Showing posts with label Winchester Cathedral mortuary chests. Show all posts
Showing posts with label Winchester Cathedral mortuary chests. Show all posts

Monday, September 24, 2012

Adventures in Logophilia Day 12: Ossuary

Rendered in more rudimentary calligraphy is today's word...

An ossuary (noun) is a depository box for the bones of the dead.  Creepy, no?

Why on Earth didn't I save this for Halloween, you ask?  Well, on a basic level, I say, creepiness is not bound to one particular day.  Anyway... in perusing the lexicon today, I came across this word and was struck with a memory.  I first learned that "bone boxes" or mortuary chests existed when Michelle and I studied abroad at Oxford and took a trip to Winchester Cathedral.  As I remember it, there are six such chests situated on the presbytery levels of the cathedral, each containing the remains of Anglo-Saxon (and one Danish) king of England.  I believe these bones were buried deep in the crypt of the "old minster" and were moved to a place of honor when the new cathedral was built in the 1100s.  Occupants of these chests include Cynegils, Aethelwulf, Cynewulf, Ecgbert, Cnut, Emma (wife of Aethelred the Unready and Cnut) and an assortment of bones that could be Edred (who could also be someone named Edmund). 
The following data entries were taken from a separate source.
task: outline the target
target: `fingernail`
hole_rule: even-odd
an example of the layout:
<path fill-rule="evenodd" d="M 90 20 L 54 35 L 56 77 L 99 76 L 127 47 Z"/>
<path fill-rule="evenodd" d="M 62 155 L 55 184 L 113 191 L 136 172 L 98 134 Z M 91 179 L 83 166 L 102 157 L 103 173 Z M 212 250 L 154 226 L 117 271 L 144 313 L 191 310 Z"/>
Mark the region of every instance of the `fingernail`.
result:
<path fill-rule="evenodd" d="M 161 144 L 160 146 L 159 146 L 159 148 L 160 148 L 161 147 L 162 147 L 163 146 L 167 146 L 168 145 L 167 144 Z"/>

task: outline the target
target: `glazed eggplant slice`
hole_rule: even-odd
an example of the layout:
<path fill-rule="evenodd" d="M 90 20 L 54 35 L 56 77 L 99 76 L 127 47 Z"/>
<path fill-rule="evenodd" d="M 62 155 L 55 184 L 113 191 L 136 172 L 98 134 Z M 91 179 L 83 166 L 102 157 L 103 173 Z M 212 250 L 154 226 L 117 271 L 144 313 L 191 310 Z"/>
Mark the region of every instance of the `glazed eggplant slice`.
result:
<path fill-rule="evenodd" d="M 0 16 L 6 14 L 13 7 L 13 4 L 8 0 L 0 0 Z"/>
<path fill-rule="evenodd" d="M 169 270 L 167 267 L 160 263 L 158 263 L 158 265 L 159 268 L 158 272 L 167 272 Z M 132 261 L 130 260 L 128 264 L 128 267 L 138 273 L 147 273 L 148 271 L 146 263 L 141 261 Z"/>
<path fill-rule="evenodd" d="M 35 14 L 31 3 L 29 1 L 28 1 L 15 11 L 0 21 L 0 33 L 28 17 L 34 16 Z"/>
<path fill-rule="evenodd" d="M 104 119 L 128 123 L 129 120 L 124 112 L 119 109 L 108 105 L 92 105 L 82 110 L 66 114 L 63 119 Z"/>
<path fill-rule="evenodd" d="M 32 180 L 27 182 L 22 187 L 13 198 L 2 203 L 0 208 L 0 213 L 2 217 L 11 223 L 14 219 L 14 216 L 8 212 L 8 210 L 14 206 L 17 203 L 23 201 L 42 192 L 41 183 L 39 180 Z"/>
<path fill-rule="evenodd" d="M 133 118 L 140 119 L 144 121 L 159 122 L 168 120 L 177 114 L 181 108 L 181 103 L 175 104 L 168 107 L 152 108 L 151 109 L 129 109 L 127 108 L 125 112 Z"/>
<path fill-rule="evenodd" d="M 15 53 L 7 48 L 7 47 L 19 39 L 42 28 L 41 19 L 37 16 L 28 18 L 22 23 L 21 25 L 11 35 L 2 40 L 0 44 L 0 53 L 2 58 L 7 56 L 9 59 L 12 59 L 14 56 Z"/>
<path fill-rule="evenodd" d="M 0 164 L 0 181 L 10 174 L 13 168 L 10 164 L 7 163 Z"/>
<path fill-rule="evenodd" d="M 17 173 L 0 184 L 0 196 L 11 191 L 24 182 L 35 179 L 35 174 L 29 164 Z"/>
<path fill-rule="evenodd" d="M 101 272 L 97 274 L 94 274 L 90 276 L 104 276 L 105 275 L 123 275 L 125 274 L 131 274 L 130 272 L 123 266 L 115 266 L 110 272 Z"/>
What I find to be so fascinating about the ossuaries is how old they are (we're talking pre-1066 here), and how certain facts are lost with time, how a few of these kings made no impression on history at all (or were erased from history), or were mixed up.  These mysteries only prompt discussion.  Like the mystery of Richard III's bones in Leicester and those of the Princes in the Tower thought to be unearthed from under the staircase of the Tower of London, there is always the knowledge that we will never know - and probably never should - what or who rests inside.  Here is a website with more interesting tidbits on these memorials.

This is the only clear picture I have from Winchester of one of the mortuary chests.  We were allowed to take photos, but the flash of my camera could only go so far.  Yet, even from here, you can see how ornate these chests are, beautiful in their ancientness.